In this picture from left to right are my brothers Yakov Moisey Pinkas, Mayer Moisey Pinkas and I. It was taken in the town of Ruse in 1928.
I was born on 24th March in Ruse in 1927. My father's first wife got ill and died in hospital in Bucharest. Her sons, Yakov and Mayer, were five and six years old when dad married my mother. I am my mother's eldest son - a year and a half after me my brother Marko was born and much later, in 1934 - my sister Suzana, as we used to call her, but her birth name was Sultana. I have always wondered how my mother decided to marry a widower with two kids and my aunt told me: 'She was in love with him.' They didn't make difference between the children from his first marriage and us - we were equal and we felt each other as real brothers.
In my childhood years, Ruse had around 3,000 Jews out of some 50,000 inhabitants. But now I remember a lot of Jewish shops in the town's main street.
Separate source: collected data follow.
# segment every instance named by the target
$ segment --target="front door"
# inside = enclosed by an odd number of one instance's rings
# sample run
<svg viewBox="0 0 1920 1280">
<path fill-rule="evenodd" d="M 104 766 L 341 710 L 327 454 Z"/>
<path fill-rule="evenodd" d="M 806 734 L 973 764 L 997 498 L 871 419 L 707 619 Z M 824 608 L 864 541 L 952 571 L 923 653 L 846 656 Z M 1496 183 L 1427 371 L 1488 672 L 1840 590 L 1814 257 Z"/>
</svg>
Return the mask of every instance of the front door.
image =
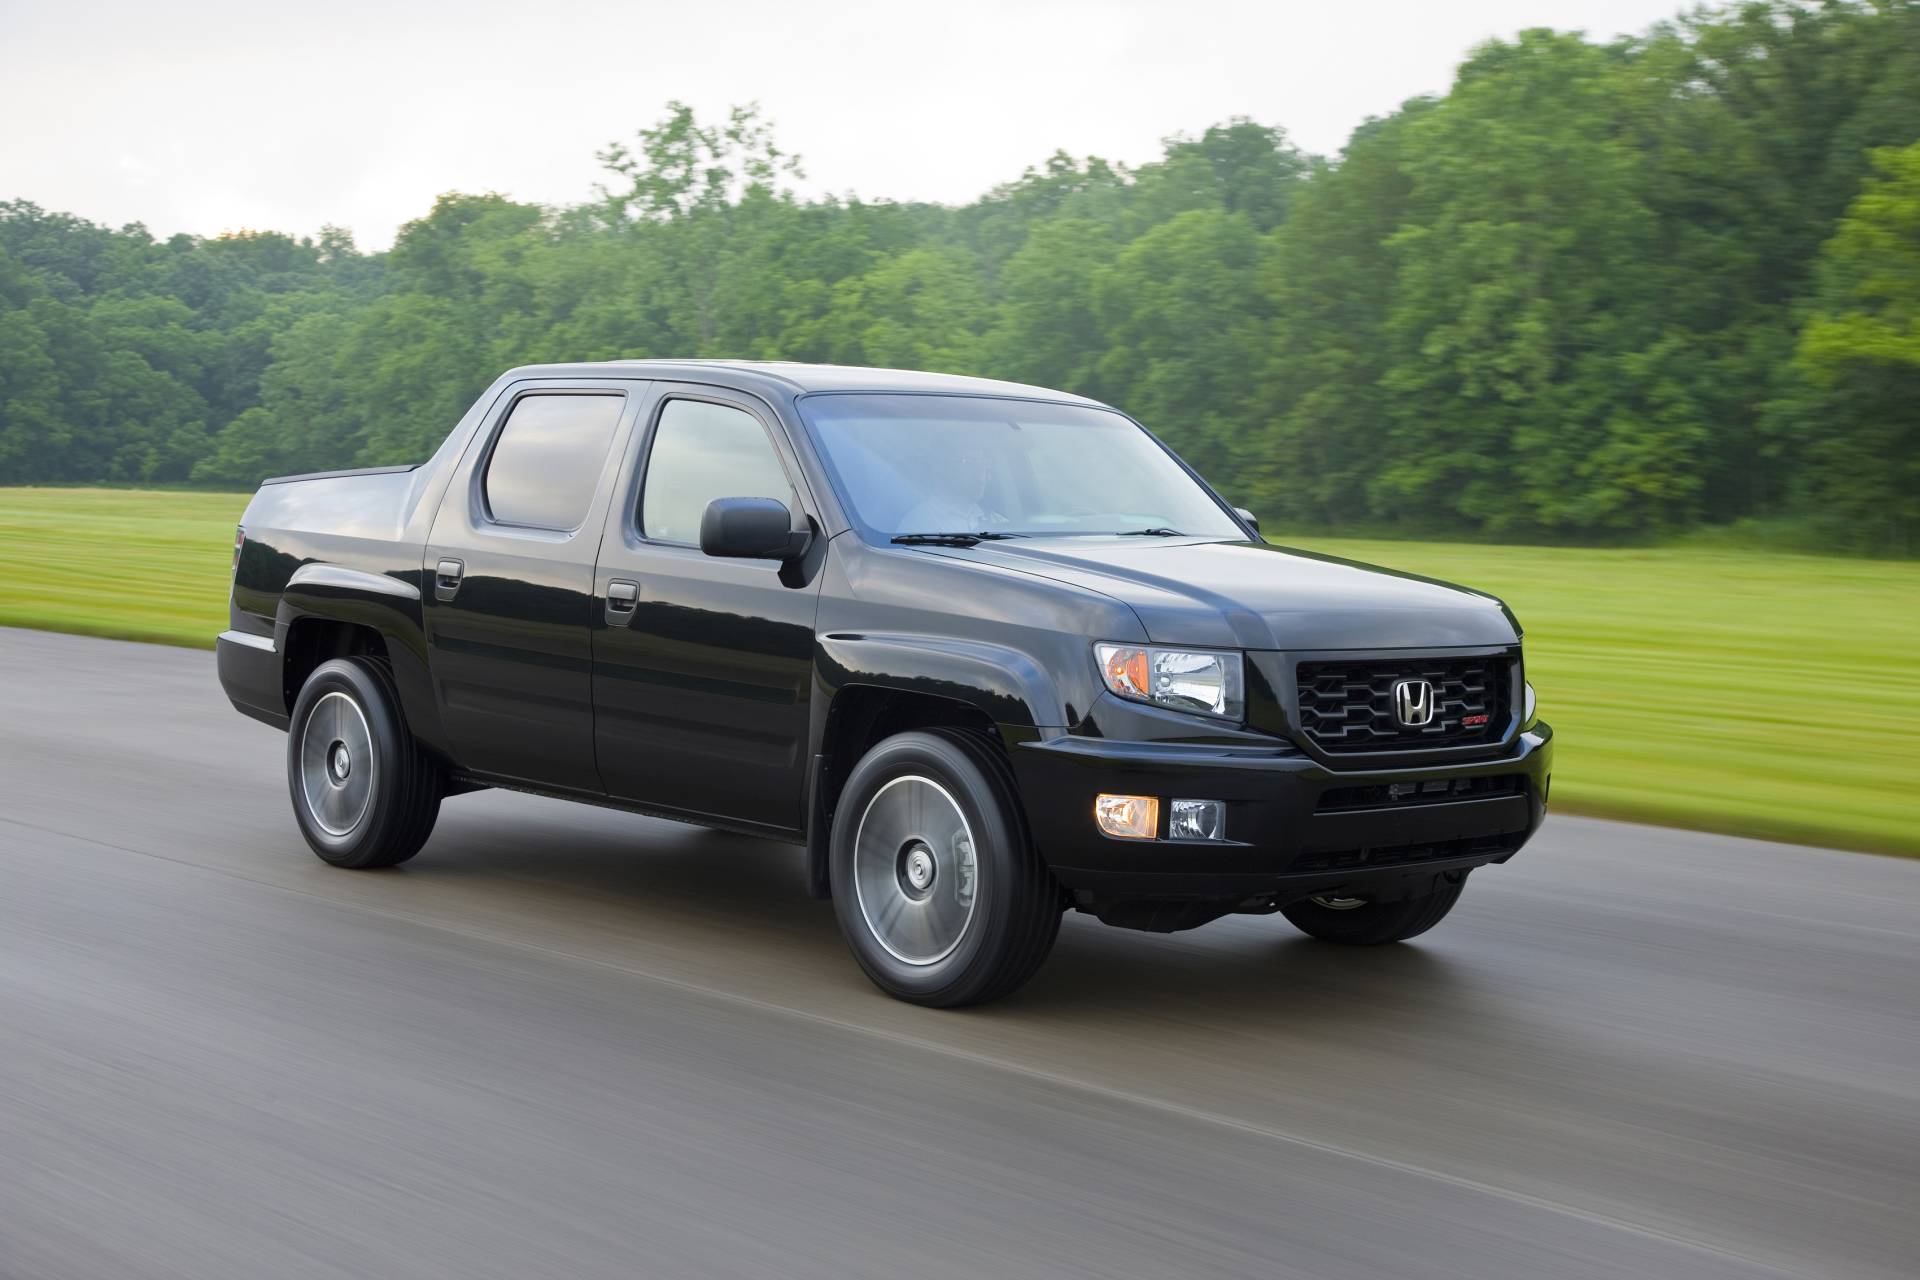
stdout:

Next to my father's one was the shop of the brothers Aladjem, next to which was the bookstore Beniesh. It was very special because the owner was receiving German and Italian editions. During the Abyssinian War there were illustrated books with pictures of Abyssinia there. Next to it there were also some other Jewish shops - Khalef who was selling hats, opposite to it there was a glassware shop, another Jew was selling shoes in the same street - and I remember his sons continued their studies in the German school even after all other Jews withdrew their children from there after 1933.
The Jewish community was very united. There was a Jewish municipality that collected certain taxes according to the financial status of the respective family. There was a rich Jew who was probably the only one to have a private steamship - tugboat as well as barges. His name was Lazar B. Aron. He was a big shot and didn't want to pay taxes to the Jewish municipality. He even bribed journalists to write articles against our municipality. He used to wear an exquisite, nicely designed light grey suit with a black belt and a bowler hat.
I attended a kindergarten a year before I became a schoolboy - the kindergarten was at the Jewish school. I started studying Ivrit there. We had a teacher who couldn't speak Bulgarian, because she had come from abroad. At home, my mother and the maidservant looked after us. We had a big yard where we used to play. The 'Maccabi' organization also had a big yard and we used to play football there. On Sundays, we used to go the gym hall. We had a sports community and we had plans for building a gym hall. It was almost constructed, but never finished, so it had neither baths nor changing rooms. However, the gym hall had all the required equipment - parallel bars, horizontal bars, wall bars and we used to go there to play from an early age.